Re: commit: abi: UTF8String class

From: Tomas Frydrych (tomas@frydrych.uklinux.net)
Date: Sun Apr 21 2002 - 12:44:43 EDT

  • Next message: Tomas Frydrych: "Re: commit: abi: UTF8String class"

    > Andrew Dunbar wrote:
    > People seem to think that because UTF-8 encodes
    > characters as variable length runs of bytes that this
    > is somehow computationally expensive to handle. Not
    > so. You can use existing 8-bit string functions on
    > it.
    Not really; you can use functions like strcpy to copy utf-8 strings,
    but you cannot use functions like strlen to find out how many
    characters there are in the string. At the point you start dealing
    with characters rather than bytes, you need extra processing and
    new utf-8 specific functions -- apart from copying the string the
    standard C library is of little use. The extra processing may not be
    huge for a single operation, but it is there. There is nothing much
    you are getting in return for it; you will save some memory for some
    users, but because the memory requirenments are non-linear
    across the Unicode space, you also end up penalizing other users.

    > It is backwards compatible with ASCII.
    What is the value of that for a Unicode-based wordprocessor?

    > You can scan forwards and backwards effortlessly. You can always
    > tell which character in a sequence a given byte belongs to.
    You have to _examine_ the byte to be able to do that, that costs
    time.

    > People think random access to these strings using
    > array operator will cost the earth. Guess what - very
    > little code access strings as arrays - especially in
    > a Word Processor. Of the code which does, very little
    > of that needs to.

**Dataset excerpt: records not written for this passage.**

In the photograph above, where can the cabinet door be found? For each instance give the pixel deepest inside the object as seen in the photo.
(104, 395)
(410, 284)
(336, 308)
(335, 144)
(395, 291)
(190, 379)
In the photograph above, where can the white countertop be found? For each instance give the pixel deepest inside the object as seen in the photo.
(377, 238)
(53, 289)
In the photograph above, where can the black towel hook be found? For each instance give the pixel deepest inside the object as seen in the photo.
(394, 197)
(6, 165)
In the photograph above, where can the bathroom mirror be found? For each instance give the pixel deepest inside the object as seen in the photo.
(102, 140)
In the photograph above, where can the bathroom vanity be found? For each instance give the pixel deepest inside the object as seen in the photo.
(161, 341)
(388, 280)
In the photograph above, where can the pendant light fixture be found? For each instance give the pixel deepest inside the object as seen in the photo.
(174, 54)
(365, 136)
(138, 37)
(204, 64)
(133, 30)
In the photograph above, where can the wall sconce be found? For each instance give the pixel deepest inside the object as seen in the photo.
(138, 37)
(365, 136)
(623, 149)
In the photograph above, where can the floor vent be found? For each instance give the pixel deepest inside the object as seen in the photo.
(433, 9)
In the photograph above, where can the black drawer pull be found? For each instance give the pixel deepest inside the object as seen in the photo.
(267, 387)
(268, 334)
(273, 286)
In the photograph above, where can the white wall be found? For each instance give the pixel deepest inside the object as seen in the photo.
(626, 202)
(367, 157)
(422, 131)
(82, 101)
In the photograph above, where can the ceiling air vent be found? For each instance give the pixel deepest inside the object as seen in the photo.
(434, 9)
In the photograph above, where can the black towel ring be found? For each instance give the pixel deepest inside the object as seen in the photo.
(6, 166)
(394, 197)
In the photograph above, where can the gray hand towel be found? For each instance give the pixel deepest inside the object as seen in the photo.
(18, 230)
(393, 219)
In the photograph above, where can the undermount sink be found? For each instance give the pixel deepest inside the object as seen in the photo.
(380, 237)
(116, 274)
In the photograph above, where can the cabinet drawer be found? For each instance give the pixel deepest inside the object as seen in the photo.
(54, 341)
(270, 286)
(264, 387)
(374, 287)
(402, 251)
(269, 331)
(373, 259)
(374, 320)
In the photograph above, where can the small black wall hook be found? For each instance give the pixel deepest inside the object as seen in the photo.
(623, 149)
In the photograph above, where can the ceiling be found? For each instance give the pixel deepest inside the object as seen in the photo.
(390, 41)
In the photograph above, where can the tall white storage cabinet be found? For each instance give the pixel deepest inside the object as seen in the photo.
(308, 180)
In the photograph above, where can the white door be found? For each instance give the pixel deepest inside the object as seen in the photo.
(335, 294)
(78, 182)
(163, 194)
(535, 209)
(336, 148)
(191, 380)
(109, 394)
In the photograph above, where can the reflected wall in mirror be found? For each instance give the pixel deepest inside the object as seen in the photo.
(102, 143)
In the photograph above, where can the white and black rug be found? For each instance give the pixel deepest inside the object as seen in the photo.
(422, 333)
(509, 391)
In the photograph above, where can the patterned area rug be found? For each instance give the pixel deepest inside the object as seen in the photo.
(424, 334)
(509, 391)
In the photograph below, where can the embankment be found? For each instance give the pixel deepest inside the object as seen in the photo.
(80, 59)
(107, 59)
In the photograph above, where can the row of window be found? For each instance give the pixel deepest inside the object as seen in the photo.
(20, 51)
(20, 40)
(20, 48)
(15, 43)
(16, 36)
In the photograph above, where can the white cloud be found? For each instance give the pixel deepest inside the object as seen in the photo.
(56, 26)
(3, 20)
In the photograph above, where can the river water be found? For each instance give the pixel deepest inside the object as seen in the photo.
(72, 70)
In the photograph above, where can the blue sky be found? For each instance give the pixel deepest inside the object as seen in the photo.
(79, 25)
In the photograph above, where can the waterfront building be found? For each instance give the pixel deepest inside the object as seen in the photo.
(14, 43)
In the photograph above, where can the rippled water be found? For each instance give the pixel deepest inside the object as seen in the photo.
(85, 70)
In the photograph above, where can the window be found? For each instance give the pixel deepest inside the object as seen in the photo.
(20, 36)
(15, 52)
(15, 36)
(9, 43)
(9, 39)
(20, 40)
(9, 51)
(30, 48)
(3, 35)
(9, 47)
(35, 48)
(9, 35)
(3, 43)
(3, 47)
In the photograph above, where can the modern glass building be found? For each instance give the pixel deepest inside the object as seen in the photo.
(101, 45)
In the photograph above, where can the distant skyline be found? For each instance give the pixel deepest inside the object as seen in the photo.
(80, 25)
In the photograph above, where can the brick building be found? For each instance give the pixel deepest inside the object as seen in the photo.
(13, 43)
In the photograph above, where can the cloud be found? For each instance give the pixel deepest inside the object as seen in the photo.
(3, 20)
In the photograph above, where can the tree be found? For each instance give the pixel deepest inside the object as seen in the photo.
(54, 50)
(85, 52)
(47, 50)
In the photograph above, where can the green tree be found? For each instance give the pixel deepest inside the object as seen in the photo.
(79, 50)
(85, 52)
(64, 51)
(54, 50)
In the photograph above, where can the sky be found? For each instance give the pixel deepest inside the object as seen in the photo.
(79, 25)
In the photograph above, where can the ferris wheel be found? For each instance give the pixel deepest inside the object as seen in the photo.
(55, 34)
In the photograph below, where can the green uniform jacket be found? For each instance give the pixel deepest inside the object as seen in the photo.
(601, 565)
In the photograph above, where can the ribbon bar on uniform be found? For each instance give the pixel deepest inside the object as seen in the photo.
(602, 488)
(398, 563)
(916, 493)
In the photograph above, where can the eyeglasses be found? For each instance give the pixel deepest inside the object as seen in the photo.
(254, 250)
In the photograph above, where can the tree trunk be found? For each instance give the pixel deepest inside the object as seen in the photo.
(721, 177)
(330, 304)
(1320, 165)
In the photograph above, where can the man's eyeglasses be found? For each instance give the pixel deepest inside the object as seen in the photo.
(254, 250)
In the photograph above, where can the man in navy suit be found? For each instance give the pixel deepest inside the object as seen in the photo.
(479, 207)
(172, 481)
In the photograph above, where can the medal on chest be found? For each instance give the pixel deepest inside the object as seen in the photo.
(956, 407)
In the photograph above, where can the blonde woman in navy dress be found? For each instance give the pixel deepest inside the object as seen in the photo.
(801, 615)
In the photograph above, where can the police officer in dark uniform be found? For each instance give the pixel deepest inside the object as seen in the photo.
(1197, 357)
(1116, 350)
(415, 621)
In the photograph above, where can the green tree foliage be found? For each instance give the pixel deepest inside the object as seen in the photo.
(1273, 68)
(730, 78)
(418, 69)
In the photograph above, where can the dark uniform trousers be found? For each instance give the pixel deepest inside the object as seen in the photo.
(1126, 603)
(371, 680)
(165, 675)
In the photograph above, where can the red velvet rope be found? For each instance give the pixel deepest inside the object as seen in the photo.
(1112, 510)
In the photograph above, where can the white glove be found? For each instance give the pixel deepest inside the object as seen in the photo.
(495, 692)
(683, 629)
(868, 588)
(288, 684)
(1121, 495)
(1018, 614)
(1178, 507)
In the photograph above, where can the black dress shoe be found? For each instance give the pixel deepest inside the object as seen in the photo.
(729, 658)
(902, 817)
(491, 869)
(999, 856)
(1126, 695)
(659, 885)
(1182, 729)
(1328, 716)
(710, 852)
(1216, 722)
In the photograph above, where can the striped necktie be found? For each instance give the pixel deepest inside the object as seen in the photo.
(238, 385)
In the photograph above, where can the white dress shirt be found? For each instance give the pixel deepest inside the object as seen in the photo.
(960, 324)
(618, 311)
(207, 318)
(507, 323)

Even when you do perform lots of
    > array operations on a UTF-8 string, people have done
    > extensive tests showing that the cost is extremely
    > negligable
    Anybody actually designed a wordprocessor that uses utf-8
    internally? It is one thing to use utf-8 with a widget library, and
    another thing to use it in a wordprocessor where your strings are
    dynamic, ever changing, and where you need to itterate through
    them all the time. I want the piecetable and layout-engine
    operations to be optimised for speed, and so would like to use an
    encoding that requires the least amount of processing; utf-8 is not
    that encoding.

    > People think that UCS-2, UTF-16, or UTF-32 mean we can
    > have perfect random access to strings because a
    > characters is always represented as a single word or
    > longword ... Unicode requires "combining
    > characters". This means that "á" may be represented
    > as "a" followed by a non-spacing "´" acute accent.
    I think you are confusing two different issues here. In utf-32 you
    may need several codepoints to represent what a user might deem
    to be a "character" but the codepoints per se are of fixed width. In
    utf-8, on the other hand, the codepoints themselves are
    represented by byte sequences of variable width. The issue to me
    seems to be, how the combining characters are input. If the user
    inputs them as a series of separate keystrokes, then we can treat
    them as separate "characters" for purposes of navigation and
    deletion. This requires no real changes to AW, the bidi build
    already handles overstriking characters. If, on the other hand, the
    user presses a single key and it generates a sequence of Unicode
    codepoints, then this will, obviously, need some changes. And I
    agree that we need to discuss how to deal with it, but that is quite
    something different than the problems caused by variable width of
    the actual codepoints introduced by utf-8.